Why I garden
I love gardening for the close engagement and relationship it gives you with a particular place. There’s nothing quite like the physical immersion of it – although to be honest, I have more of a love/ hate relationship with that side of it.
The dirt under your fingernails, the twigs in your hair and the weight of the earth on your boots. The physical toil and labour of it, causing exhilaration and aching, in equal measure. But as well as being totally physically immersed, to garden well, you have to be mentally immersed.

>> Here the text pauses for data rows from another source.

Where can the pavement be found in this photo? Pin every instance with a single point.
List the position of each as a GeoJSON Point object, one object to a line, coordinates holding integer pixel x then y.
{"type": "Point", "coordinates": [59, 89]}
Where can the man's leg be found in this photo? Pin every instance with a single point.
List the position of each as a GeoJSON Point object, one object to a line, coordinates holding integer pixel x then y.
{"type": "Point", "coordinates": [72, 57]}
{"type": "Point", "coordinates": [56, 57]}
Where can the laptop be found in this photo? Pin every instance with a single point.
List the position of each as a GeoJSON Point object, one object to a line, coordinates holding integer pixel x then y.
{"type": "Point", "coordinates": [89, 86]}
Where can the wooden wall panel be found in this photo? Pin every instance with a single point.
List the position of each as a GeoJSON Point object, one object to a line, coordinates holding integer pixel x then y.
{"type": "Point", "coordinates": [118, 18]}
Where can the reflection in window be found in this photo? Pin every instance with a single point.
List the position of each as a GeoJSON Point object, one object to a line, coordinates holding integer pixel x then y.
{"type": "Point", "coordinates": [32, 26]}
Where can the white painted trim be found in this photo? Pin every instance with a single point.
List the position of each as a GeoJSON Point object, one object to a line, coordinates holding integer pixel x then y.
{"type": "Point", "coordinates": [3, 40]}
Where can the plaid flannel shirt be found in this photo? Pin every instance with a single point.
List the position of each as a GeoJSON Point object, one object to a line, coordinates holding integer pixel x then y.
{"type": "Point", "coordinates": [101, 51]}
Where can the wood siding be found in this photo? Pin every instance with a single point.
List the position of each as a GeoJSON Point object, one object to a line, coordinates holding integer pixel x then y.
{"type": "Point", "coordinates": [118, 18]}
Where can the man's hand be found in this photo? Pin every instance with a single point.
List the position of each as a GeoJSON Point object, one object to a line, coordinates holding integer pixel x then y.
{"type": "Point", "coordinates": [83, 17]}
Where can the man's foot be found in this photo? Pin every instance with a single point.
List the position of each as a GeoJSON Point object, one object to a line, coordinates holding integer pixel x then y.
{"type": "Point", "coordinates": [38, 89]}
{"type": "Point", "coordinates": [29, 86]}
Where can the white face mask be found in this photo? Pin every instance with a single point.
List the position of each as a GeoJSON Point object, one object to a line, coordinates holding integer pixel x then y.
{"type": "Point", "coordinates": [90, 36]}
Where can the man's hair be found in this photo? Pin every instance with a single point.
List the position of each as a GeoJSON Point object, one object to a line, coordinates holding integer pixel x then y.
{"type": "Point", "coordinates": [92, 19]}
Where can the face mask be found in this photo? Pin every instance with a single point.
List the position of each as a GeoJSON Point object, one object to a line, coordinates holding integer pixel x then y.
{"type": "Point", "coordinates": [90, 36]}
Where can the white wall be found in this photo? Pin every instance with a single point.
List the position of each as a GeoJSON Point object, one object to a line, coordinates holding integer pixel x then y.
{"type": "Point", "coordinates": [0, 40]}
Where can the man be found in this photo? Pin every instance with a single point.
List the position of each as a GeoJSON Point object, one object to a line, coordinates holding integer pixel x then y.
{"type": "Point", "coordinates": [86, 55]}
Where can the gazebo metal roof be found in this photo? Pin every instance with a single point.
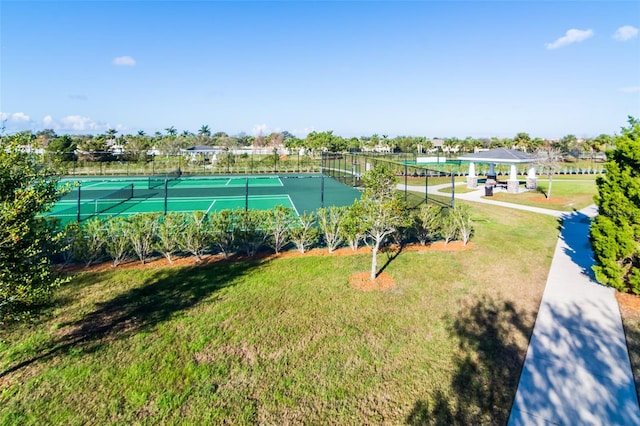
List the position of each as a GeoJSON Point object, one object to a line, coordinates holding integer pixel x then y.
{"type": "Point", "coordinates": [500, 155]}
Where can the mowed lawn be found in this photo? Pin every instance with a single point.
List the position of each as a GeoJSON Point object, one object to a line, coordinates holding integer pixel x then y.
{"type": "Point", "coordinates": [567, 193]}
{"type": "Point", "coordinates": [289, 340]}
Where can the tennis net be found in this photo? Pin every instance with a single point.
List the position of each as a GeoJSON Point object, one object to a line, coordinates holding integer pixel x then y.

It is a practice of close and constant observation, really looking in a critical way to honestly assess, what is working and what isn’t. What needs editing or attention, and then drawing on horticultural knowledge to correctly time interventions to bring out the best in a particular tree, shrub or perennial. It’s an ongoing process that doesn’t have an end point or a ‘final outcome’. As Penelope Lively writing on Life in the Garden says:
‘The gardener floats free of the present, and looks forward acquires expectations, carries next spring in the mind’s eye. And remembers, also, looks back, and considers then as compared with now, and next year. A gardener is able to see incipient promise everywhere.’

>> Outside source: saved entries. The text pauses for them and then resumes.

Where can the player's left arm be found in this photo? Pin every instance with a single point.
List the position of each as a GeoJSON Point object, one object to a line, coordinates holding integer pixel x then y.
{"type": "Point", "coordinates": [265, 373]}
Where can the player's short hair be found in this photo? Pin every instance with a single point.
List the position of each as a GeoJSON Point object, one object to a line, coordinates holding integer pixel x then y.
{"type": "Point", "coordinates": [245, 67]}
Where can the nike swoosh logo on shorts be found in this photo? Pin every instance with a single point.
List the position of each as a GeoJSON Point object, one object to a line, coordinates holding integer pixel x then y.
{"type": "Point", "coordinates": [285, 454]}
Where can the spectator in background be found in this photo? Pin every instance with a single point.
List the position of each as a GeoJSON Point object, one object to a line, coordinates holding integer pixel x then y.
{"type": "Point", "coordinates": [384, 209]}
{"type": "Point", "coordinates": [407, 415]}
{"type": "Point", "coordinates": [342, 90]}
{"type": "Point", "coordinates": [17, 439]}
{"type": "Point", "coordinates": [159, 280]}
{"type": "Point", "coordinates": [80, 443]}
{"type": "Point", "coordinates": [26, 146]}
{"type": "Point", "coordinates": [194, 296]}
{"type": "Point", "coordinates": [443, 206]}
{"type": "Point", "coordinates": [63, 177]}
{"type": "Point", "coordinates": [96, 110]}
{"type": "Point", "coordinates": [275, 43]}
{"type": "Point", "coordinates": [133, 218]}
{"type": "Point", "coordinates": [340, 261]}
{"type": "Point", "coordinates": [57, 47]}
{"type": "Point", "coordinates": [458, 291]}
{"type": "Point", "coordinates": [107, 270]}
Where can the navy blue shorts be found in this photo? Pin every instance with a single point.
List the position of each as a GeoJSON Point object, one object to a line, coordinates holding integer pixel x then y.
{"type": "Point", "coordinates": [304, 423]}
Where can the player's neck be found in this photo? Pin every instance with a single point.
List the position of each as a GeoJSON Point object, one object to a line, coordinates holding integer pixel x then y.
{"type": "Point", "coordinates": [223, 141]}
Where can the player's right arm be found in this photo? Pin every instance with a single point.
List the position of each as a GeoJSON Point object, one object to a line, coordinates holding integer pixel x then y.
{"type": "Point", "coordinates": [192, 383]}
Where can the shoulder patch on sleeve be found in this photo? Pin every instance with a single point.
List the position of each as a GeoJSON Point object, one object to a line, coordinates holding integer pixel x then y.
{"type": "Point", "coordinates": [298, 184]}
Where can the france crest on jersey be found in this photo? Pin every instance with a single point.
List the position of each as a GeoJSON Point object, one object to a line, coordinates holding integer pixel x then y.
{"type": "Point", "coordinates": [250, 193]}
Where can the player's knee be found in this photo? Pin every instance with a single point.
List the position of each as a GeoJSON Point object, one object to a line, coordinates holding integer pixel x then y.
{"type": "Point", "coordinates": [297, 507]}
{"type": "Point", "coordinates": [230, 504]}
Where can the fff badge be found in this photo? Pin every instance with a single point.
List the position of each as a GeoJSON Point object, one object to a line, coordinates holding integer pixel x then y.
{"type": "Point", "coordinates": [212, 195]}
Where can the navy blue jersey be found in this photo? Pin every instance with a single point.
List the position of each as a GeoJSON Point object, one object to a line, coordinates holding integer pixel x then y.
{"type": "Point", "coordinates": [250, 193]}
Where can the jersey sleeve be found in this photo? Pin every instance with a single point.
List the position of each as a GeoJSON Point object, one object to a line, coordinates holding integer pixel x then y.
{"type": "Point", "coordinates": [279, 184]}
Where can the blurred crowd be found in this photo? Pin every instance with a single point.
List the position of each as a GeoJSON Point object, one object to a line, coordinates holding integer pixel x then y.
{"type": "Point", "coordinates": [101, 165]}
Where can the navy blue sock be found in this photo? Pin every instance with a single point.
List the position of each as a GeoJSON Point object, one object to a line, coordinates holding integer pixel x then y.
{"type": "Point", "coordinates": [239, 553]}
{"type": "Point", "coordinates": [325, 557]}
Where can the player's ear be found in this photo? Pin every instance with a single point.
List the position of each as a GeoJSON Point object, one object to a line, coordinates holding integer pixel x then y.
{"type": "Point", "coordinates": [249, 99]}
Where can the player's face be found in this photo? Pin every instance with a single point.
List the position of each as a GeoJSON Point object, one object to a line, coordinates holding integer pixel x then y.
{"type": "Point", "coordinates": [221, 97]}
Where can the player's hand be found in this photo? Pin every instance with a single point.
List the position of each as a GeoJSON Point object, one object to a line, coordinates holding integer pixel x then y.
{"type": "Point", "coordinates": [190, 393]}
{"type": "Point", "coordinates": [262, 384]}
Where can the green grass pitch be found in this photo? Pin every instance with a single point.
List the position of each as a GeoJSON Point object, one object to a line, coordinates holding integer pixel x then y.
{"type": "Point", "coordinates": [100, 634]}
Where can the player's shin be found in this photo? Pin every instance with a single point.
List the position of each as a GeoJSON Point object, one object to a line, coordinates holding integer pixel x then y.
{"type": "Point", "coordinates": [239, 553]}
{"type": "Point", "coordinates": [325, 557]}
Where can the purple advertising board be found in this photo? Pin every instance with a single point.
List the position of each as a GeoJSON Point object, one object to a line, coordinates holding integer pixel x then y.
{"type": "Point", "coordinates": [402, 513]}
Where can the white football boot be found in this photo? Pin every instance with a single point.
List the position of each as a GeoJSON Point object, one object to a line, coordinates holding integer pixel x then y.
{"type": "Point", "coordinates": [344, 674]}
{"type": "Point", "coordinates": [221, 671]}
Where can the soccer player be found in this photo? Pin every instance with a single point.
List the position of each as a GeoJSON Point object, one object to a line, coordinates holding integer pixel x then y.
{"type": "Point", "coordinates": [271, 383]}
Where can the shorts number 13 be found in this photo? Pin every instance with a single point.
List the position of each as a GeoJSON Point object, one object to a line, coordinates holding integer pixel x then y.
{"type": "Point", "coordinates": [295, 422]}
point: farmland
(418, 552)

It is all consuming, and this immersion pushes worldly worries aside, so that you become entirely engrossed in the tasks at hand, present in the moment, the perfect mindfulness practice.
There has been some excellent writing recently about the positive affect of gardening on mental health. If you haven’t read it already, I’d highly recommend Sue Stuart-Smith’s book The Well Gardened Mind. Gardening can offer an important counterpoint to our increasingly screen-based culture and has so many positive benefits both physical and mental for everyone.
Not that my teenage children have taken that message on board at all, I hasten to add, but I live in hope that one day they’ll take it up and understand what their Mum was so obsessed by.